Ein zentrales Ergebnis dieser zweieinhalb Jahre stand dann wie folgt im
Schlussbericht der Enquete:
"Ausgehend von der Erkenntnis, dass Wohlstand
mehr ist als "Materieller Wohlstand" empfiehlt die Enquete-Kommission dem
Deutschen Bundestag, ein neues Wohlstands- und Fortschrittsmaß zu etablieren."
Dieses Ergebnis wurde von allen Fraktionen beschlossen. Doch die aktuelle Bundesregierung ist weiterhin auf das Bruttoinlandsprodukt (BIP) als einziges Maß für den Wohlstand in Deutschland fixiert.

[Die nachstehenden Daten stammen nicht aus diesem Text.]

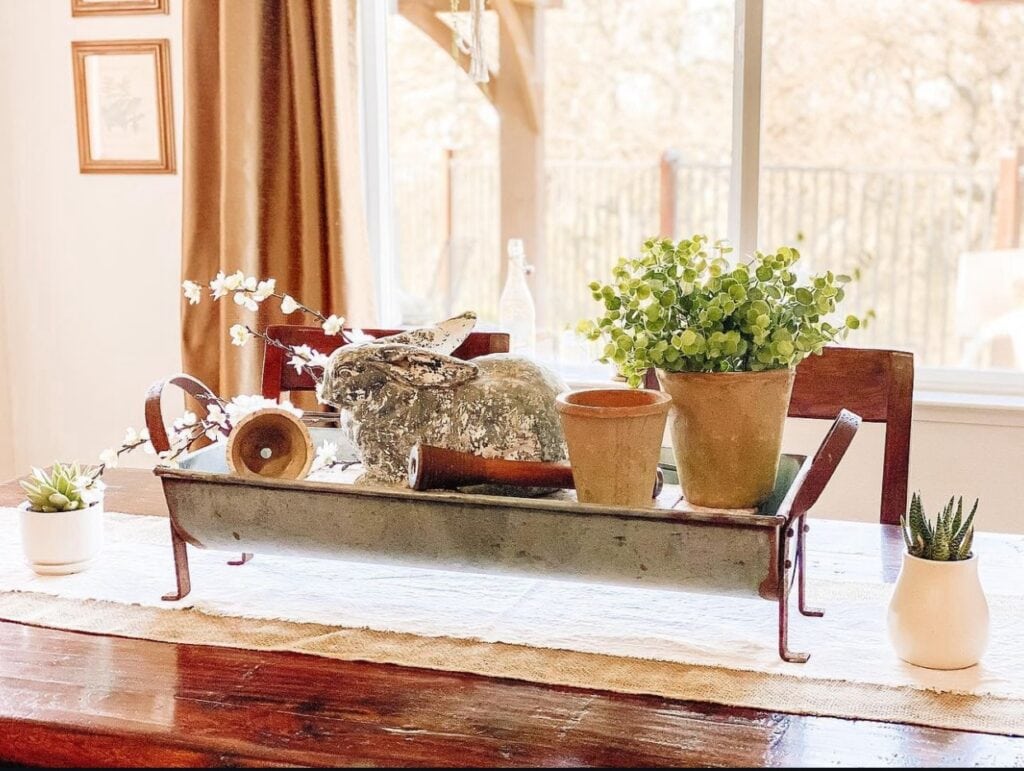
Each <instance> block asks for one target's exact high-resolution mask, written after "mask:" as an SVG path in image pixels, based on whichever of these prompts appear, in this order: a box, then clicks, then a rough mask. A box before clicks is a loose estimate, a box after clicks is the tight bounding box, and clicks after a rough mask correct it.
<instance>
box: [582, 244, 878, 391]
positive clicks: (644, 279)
mask: <svg viewBox="0 0 1024 771" xmlns="http://www.w3.org/2000/svg"><path fill="white" fill-rule="evenodd" d="M731 251H732V249H731V248H729V246H728V245H727V244H726V243H725V242H717V243H715V244H714V245H710V242H709V239H708V237H707V235H694V237H693V238H691V239H684V240H682V241H680V242H678V243H673V242H672V241H671V240H668V239H664V240H663V239H648V240H647V241H645V242H644V245H643V249H642V251H641V253H640V256H639V257H636V258H633V259H627V258H622V259H620V260H618V262H617V263H616V264H615V266H614V268H613V269H612V277H611V282H610V283H607V284H601V283H600V282H593V283H592V284H591V285H590V289H591V292H592V293H593V296H594V299H595V300H597V301H599V302H601V303H602V304H603V305H604V312H603V313H602V314H601V316H599V317H598V318H596V319H593V320H585V322H581V323H580V326H579V328H578V331H579V332H580V333H581V334H583V335H585V336H586V337H587V338H588V339H590V340H604V341H605V347H604V351H603V354H602V356H601V361H602V362H605V363H607V362H613V363H614V365H615V367H616V368H617V369H618V371H620V373H622V375H623V376H625V378H626V380H627V382H628V383H629V384H630V385H631V386H633V387H634V388H636V387H639V386H640V384H641V383H642V382H643V377H644V373H645V372H646V371H647V370H648V369H650V368H651V367H656V368H659V369H663V370H666V371H668V372H706V373H714V372H758V371H762V370H777V369H785V368H791V367H795V366H796V365H797V363H799V362H800V361H801V360H802V359H804V358H805V357H807V356H809V355H811V354H814V353H820V352H821V349H822V348H823V347H824V346H825V345H826V344H828V343H831V342H835V341H837V340H841V339H843V338H845V337H846V335H847V334H848V332H849V331H850V330H855V329H857V328H859V327H861V326H863V325H864V324H865V322H866V320H867V318H868V317H870V316H871V315H872V314H871V313H868V314H867V316H866V317H858V316H855V315H848V316H846V318H845V320H843V322H840V323H836V322H833V320H829V319H830V317H831V314H834V313H835V312H836V310H837V307H838V306H839V304H840V303H842V302H843V300H844V298H845V294H846V290H845V289H844V287H845V286H846V285H847V284H848V283H849V282H851V281H853V276H850V275H842V274H840V275H837V274H835V273H833V272H831V271H827V272H824V273H820V274H817V275H812V276H811V277H810V279H809V280H808V281H807V282H806V283H802V282H801V281H800V280H799V279H798V275H797V272H796V271H795V269H794V267H795V265H796V264H797V262H798V261H799V260H800V252H798V251H797V250H796V249H794V248H792V247H780V248H779V249H778V250H776V251H775V252H770V253H763V252H756V253H755V254H754V255H753V257H751V258H749V260H748V261H745V262H741V263H739V264H732V263H730V261H729V259H728V258H727V255H728V254H729V253H730V252H731Z"/></svg>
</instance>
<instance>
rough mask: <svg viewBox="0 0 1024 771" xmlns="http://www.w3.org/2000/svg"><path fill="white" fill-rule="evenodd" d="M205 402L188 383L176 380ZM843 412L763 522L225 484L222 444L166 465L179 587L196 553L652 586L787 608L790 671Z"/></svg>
mask: <svg viewBox="0 0 1024 771" xmlns="http://www.w3.org/2000/svg"><path fill="white" fill-rule="evenodd" d="M168 382H170V383H174V384H175V385H178V386H181V387H183V388H184V389H185V390H186V391H188V392H189V393H191V394H193V395H197V396H203V395H205V394H207V393H208V391H206V389H205V387H204V386H202V384H200V383H198V381H195V380H193V379H190V378H185V377H178V378H174V379H171V380H170V381H168ZM162 388H163V383H161V384H158V387H155V389H154V394H155V396H153V394H152V395H151V399H150V401H148V405H147V415H146V417H147V424H148V427H150V431H151V435H152V436H153V438H154V443H155V445H156V447H157V449H158V451H159V449H164V448H166V447H165V446H162V445H166V444H167V435H166V430H165V429H164V426H163V420H162V417H161V415H160V406H159V404H160V391H161V390H162ZM859 422H860V421H859V418H857V416H855V415H853V414H851V413H848V412H845V411H844V412H843V413H841V414H840V416H839V417H838V418H837V420H836V422H835V423H834V425H833V427H831V429H830V430H829V431H828V434H827V435H826V437H825V439H824V440H823V442H822V444H821V446H820V447H819V448H818V452H817V453H816V455H815V456H814V457H813V458H805V457H803V456H793V455H788V456H783V459H782V463H781V464H780V470H779V476H778V479H777V483H776V488H775V491H774V495H773V496H772V498H771V499H770V501H769V502H767V503H766V504H765V505H763V506H762V508H761V509H760V510H754V509H750V510H716V509H701V508H696V507H692V506H689V505H688V504H687V503H686V502H685V501H684V500H682V498H681V495H680V491H679V488H678V486H677V485H674V484H666V485H665V487H664V488H663V490H662V494H660V495H659V496H658V498H657V499H656V501H655V502H654V505H653V506H652V507H650V508H637V509H623V508H617V507H609V506H598V505H592V504H581V503H579V502H577V501H575V500H574V496H573V495H572V494H571V492H568V491H566V492H562V494H558V495H554V496H549V497H541V498H511V497H504V496H484V495H474V494H463V492H457V491H416V490H412V489H402V488H397V487H389V486H368V485H355V484H345V483H337V482H328V481H312V480H306V479H303V480H281V479H264V478H254V477H251V476H247V477H242V476H236V475H232V474H229V473H227V470H226V464H225V456H224V446H223V444H222V443H221V444H214V445H211V446H208V447H205V448H203V449H200V451H198V452H196V453H191V454H189V455H188V456H186V457H184V458H183V460H182V462H181V464H180V467H179V468H169V467H157V469H156V474H157V475H158V476H159V477H160V478H161V481H162V483H163V487H164V494H165V496H166V498H167V505H168V510H169V513H170V524H171V540H172V544H173V551H174V562H175V569H176V576H177V589H176V591H175V592H172V593H171V594H168V595H166V596H165V597H164V599H165V600H169V601H173V600H179V599H181V598H183V597H185V596H186V595H187V594H188V593H189V591H190V581H189V573H188V557H187V547H188V546H193V547H196V548H200V549H213V550H221V551H228V552H236V553H240V552H241V553H242V558H241V559H239V560H233V561H232V562H230V563H229V564H236V565H238V564H244V563H245V562H246V561H248V560H249V559H250V558H251V557H252V555H253V554H254V553H264V554H276V555H286V556H297V557H326V558H332V559H339V560H348V561H357V562H373V563H391V564H403V565H412V566H416V567H429V568H433V569H441V570H458V571H470V572H483V573H501V572H508V573H516V574H532V575H541V576H545V577H548V579H555V580H566V581H585V582H594V583H606V584H618V585H627V586H648V587H652V588H659V589H677V590H682V591H687V592H700V593H716V594H725V595H731V596H737V597H761V598H764V599H767V600H772V601H774V602H776V603H777V606H778V650H779V655H780V656H781V657H782V658H783V659H785V660H787V661H806V660H807V658H808V656H809V654H807V653H796V652H792V651H791V650H790V649H788V646H787V628H788V624H787V619H788V604H790V603H788V596H790V590H791V587H792V585H793V583H794V581H796V584H797V595H798V606H799V609H800V611H801V612H802V613H804V614H805V615H821V611H816V610H812V609H810V608H808V607H807V606H806V603H805V592H804V581H805V579H804V576H805V559H804V553H805V533H806V531H807V524H806V521H805V520H806V515H807V512H808V510H809V509H810V507H811V506H812V505H813V504H814V502H815V501H816V500H817V498H818V496H819V495H820V494H821V491H822V489H823V488H824V486H825V484H826V482H827V481H828V479H829V478H830V477H831V475H833V472H834V471H835V469H836V467H837V465H838V464H839V461H840V460H841V459H842V457H843V455H844V453H845V452H846V448H847V447H848V446H849V444H850V441H851V440H852V438H853V436H854V434H855V432H856V430H857V427H858V425H859ZM311 434H312V438H313V441H314V443H317V444H318V443H322V442H323V441H326V440H332V441H338V440H339V438H341V432H340V431H338V430H337V429H323V428H313V429H311Z"/></svg>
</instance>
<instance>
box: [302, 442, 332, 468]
mask: <svg viewBox="0 0 1024 771" xmlns="http://www.w3.org/2000/svg"><path fill="white" fill-rule="evenodd" d="M337 462H338V444H337V443H336V442H333V441H325V442H324V443H323V444H321V445H319V446H318V447H316V457H315V458H313V462H312V465H311V466H310V467H309V472H310V473H312V472H313V471H318V470H319V469H326V468H330V467H331V466H333V465H334V464H336V463H337Z"/></svg>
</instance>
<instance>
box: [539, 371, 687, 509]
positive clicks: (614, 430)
mask: <svg viewBox="0 0 1024 771" xmlns="http://www.w3.org/2000/svg"><path fill="white" fill-rule="evenodd" d="M556 406H557V408H558V413H559V415H560V416H561V419H562V429H563V431H564V433H565V444H566V446H567V447H568V451H569V463H570V464H571V466H572V481H573V482H574V483H575V488H577V498H578V499H579V500H580V501H581V502H583V503H593V504H606V505H609V506H628V507H632V508H637V507H645V506H651V505H652V504H651V489H653V487H654V479H655V477H656V476H657V461H658V458H659V456H660V454H662V438H663V437H664V436H665V422H666V419H667V418H668V414H669V396H668V395H667V394H664V393H660V392H658V391H644V390H633V389H628V388H595V389H588V390H583V391H571V392H569V393H563V394H561V395H559V396H558V400H557V402H556Z"/></svg>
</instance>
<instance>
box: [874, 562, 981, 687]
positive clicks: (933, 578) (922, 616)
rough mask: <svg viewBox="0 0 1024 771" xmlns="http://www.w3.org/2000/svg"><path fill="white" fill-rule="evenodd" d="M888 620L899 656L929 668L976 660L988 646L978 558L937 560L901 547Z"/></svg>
mask: <svg viewBox="0 0 1024 771" xmlns="http://www.w3.org/2000/svg"><path fill="white" fill-rule="evenodd" d="M888 622H889V624H888V627H889V640H890V642H892V645H893V648H894V649H895V650H896V654H897V655H898V656H899V657H900V658H902V659H903V660H904V661H907V662H909V663H913V665H916V666H918V667H927V668H929V669H932V670H962V669H964V668H965V667H972V666H974V665H976V663H978V660H979V659H980V658H981V654H982V653H984V652H985V647H986V646H987V645H988V602H987V601H986V600H985V593H984V592H983V591H982V589H981V582H980V581H979V580H978V558H977V557H971V558H970V559H965V560H956V561H953V562H937V561H935V560H930V559H921V558H920V557H914V556H911V555H909V554H907V553H905V552H904V553H903V567H902V569H901V570H900V572H899V579H897V580H896V588H895V589H894V590H893V596H892V600H891V601H890V603H889V614H888Z"/></svg>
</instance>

BU Die grünen Bundestagsabgeordneten Oliver Krischer und Kerstin Andreae, Prof. Hans Diefenbacher, der grüne Fraktionsvorsitzende Anton Hofreiter und Roland Zieschank stellen am 9. Juli 2015 den grünen Jahreswohlstandsbericht vor. Foto: Grüne Bundestagsfraktion
Jahreswohlstandsbericht statt Jahreswirtschaftsbericht
Wir haben uns zusammen mit unseren Gutachtern Prof. Dr. Hans Diefenbacher (FEST Heidelberg) und Roland Zieschank (FU Berlin) zur Aufgabe gestellt, eine wissenschaftlich fundierte und praktikable Umsetzung für ein neues Wohlstandsmaß vorzulegen. Das Ergebnis ist die nun vorliegende Machbarkeitsstudie für einen neuen Wohlstandsbericht. Hier zum Download
Ein neues Wohlstandsmaß und Indikatorenset ist wesentliche Voraussetzung für
gute Politik und damit ein zentrales wirtschaftspolitisches Thema. Dazu ist es
hilfreich, sich noch mal die wesentlichen Kritikpunkte am Bruttoinlandsprodukt
zu vergegenwärtigen:
- Der Abbau von Ressourcen und die Zerstörung von Natur-
und Sozialkapital sind im BIP nicht berücksichtigt. Während Unternehmen
beispielsweise den Rückgang von eigenen Bodenschätzen den Gewinnen
gegenüberstellen und Abschreibungen vornehmen, macht der Staat dies bisher
nicht.
- Reparaturmaßnahmen von Umweltschäden sind eigentlich Kosten, die
lediglich den Status quo wiederherstellen, der vor der Umweltschädigung
existierte. Sie erscheinen aber im BIP als Steigerung, obwohl niemand ernsthaft
behaupten würde, dass beispielsweise die Ölpest im Golf von Mexiko ausgelöst von
der Bohrplattform Deep Water Horizon zu einer Wohlfahrtssteigerung beigetragen
hat. Im Grünen Wohlstandsbericht geht es um harte ökonomische Fakten. Unser
Konzept geht vom Kapitalbegriff aus, erweitert diesen jedoch. Berücksichtigt
wird auch Natur- und Sozialkapital, dessen Verfügbarkeit zum einen natürlich ein
Wert an sich ist, zum anderen aber auch elementar für wirtschaftlichen Erfolg
ist.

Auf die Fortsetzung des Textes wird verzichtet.